So, that’s four cache misses for a simple HashMap lookup without any collisions. Our library used a lot of HashMaps in the data path and, in general, had a lot of indirections through a deep object tree. So, our hypothesis was that the indirections themselves were responsible for the performance problems and not the math that was done at the end of it.
To verify this hypothesis, we designed yet another benchmark. We eliminated all the time series math from our transactions. Instead, we returned a thread local random from all nontrivial math functions. From previous benchmarks, we knew that the JVM was capable of creating hundreds of millions of thread local randoms. So we ran a version of our library that replaced all math with a thread local random computation and compared it against the unchanged library.
We noticed that there was no discernible difference between the two! We were now convinced that our data structures were to be blamed, and the actual math counted for close to nothing in the profile. We’ll look at how we improved the data structures in another post.

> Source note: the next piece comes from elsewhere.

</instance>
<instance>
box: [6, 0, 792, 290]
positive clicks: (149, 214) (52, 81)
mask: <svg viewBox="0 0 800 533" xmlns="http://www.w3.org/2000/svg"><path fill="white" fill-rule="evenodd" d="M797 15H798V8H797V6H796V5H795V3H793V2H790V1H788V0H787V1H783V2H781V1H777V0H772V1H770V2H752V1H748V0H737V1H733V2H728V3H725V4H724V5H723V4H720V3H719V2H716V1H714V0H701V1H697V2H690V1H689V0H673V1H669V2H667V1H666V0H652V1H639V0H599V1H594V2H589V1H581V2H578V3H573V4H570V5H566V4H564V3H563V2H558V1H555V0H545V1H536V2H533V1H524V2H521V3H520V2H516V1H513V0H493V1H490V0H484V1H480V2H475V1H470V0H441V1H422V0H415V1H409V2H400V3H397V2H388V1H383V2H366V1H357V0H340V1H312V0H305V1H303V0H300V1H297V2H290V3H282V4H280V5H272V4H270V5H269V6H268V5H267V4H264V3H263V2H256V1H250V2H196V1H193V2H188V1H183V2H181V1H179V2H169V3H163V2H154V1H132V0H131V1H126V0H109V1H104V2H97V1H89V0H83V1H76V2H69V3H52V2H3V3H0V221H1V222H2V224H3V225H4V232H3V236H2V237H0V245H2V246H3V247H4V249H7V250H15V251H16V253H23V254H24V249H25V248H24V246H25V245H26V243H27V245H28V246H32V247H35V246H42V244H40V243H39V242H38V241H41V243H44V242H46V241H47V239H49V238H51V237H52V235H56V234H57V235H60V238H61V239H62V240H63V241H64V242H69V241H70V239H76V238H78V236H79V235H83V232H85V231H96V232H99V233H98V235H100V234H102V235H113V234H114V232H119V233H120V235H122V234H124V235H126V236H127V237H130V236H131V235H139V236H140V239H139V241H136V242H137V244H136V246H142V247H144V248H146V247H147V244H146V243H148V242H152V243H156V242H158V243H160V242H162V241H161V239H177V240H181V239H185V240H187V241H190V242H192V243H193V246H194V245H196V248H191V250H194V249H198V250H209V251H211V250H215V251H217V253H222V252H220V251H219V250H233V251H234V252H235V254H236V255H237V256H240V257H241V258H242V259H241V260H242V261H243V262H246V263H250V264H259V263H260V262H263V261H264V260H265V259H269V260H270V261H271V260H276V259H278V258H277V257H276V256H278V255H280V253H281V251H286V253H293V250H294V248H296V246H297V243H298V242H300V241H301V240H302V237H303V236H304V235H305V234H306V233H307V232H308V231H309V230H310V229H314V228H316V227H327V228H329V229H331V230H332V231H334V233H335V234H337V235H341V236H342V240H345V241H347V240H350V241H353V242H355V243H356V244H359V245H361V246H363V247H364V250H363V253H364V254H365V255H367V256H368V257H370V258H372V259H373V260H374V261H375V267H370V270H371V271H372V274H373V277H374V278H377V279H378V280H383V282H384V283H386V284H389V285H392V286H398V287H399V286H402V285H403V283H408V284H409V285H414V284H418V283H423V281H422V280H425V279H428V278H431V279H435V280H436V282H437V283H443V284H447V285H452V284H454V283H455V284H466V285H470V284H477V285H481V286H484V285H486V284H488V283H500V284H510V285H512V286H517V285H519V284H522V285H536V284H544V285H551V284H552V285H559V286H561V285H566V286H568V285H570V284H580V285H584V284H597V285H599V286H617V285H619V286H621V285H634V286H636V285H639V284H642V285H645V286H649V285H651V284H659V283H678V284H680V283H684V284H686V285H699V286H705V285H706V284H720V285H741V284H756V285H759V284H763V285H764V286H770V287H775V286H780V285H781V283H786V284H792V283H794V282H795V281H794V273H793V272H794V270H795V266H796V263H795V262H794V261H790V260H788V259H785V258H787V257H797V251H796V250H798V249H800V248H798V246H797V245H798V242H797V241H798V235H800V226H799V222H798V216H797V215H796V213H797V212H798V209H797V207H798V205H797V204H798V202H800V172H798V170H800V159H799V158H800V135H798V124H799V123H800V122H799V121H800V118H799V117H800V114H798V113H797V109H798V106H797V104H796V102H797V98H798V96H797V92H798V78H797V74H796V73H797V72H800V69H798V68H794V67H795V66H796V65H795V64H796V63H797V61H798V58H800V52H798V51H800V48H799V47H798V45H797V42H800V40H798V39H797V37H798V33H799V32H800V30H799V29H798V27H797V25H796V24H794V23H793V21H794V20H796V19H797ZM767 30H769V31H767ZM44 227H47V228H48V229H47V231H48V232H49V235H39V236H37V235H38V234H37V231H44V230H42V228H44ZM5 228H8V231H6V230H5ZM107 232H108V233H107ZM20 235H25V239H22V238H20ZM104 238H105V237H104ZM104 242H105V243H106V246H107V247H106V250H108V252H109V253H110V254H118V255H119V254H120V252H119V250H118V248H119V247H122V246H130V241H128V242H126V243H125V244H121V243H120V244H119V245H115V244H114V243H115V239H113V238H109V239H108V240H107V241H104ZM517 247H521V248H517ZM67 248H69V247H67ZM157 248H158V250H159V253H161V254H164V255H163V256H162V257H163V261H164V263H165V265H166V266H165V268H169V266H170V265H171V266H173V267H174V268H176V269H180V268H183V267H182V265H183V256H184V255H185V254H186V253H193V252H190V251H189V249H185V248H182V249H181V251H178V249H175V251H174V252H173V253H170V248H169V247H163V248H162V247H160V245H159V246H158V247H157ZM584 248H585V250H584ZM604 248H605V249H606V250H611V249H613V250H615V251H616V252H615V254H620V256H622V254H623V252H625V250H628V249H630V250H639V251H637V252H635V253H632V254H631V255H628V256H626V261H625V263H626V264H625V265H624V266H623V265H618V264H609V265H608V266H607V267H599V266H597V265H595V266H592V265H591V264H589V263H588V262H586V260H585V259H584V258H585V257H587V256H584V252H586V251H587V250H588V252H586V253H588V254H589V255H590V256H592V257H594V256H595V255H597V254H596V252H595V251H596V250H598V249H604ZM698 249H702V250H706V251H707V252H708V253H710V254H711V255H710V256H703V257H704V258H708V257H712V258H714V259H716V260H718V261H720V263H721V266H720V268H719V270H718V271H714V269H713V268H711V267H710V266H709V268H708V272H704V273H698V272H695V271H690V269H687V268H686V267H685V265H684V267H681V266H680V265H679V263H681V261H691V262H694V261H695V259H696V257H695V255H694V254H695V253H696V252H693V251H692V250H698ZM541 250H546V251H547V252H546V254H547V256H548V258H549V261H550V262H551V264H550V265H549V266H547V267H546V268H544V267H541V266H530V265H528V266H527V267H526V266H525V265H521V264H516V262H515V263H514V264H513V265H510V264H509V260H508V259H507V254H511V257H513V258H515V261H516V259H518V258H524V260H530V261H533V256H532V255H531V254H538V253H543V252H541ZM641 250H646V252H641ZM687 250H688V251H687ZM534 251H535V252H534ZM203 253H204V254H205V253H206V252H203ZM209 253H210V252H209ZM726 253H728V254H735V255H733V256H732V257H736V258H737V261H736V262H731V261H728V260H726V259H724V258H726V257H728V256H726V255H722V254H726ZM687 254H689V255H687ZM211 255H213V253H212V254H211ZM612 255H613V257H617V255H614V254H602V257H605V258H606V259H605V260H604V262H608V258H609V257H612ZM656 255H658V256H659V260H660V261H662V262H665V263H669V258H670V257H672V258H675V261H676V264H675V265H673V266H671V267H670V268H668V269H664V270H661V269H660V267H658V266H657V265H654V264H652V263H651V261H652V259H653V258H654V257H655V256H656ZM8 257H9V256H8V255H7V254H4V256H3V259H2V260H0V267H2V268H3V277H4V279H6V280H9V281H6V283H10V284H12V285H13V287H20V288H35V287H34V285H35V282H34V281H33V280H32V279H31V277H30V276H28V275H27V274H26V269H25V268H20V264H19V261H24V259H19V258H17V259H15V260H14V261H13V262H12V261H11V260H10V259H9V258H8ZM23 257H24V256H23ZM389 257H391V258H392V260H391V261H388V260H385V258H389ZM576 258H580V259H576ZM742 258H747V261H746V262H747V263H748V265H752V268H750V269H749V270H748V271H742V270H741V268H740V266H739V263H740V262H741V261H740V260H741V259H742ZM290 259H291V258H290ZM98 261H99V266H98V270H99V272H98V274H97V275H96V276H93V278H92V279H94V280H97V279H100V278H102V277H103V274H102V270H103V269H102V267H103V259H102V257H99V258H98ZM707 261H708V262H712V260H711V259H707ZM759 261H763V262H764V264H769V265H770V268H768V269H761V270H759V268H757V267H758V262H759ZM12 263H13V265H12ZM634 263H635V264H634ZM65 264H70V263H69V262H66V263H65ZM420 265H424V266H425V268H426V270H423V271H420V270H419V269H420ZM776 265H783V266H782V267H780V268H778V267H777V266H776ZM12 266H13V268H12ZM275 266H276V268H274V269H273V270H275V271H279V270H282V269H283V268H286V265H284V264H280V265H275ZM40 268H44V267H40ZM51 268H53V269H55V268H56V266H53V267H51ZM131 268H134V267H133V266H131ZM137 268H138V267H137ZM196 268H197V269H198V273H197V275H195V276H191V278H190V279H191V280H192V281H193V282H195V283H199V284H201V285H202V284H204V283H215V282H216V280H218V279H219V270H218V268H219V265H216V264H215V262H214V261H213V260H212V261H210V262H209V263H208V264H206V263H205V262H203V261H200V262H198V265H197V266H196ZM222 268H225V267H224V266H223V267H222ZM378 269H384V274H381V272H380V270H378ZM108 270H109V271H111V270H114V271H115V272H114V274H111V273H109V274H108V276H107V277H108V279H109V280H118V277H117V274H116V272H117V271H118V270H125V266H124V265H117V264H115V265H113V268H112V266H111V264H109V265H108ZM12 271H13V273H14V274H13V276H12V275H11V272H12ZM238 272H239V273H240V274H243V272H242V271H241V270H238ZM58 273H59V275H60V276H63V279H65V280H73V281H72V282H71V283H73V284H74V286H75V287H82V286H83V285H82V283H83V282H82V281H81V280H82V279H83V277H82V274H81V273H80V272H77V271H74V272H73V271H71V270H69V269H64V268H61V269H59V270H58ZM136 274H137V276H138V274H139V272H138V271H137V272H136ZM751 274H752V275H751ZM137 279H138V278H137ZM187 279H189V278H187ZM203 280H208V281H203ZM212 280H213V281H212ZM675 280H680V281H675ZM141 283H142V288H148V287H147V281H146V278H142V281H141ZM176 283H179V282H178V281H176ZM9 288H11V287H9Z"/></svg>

A traditional profiler did not help much with locating hotspots in a CPU-intensive service. We came up with hypotheses based on our knowledge of the code and tested them through experiments to gain more confidence. We’ll follow up with more blog posts to detail the actual changes we made and how that affected the performance of Quantizer. In the next one, we’ll specifically look at how we got to linear scaling.
Interested in working on these kinds of problems? We’re hiring engineers for every part of SignalFx!
Side note: Typically, “quantization” conjures images of sampling and lost data. But the quantizer service does not sample the datapoints. It just makes sure they are aligned to the right time segments and performs some data optimizations to speed up the process of shipping around and using the datapoints within the rest of SignalFx.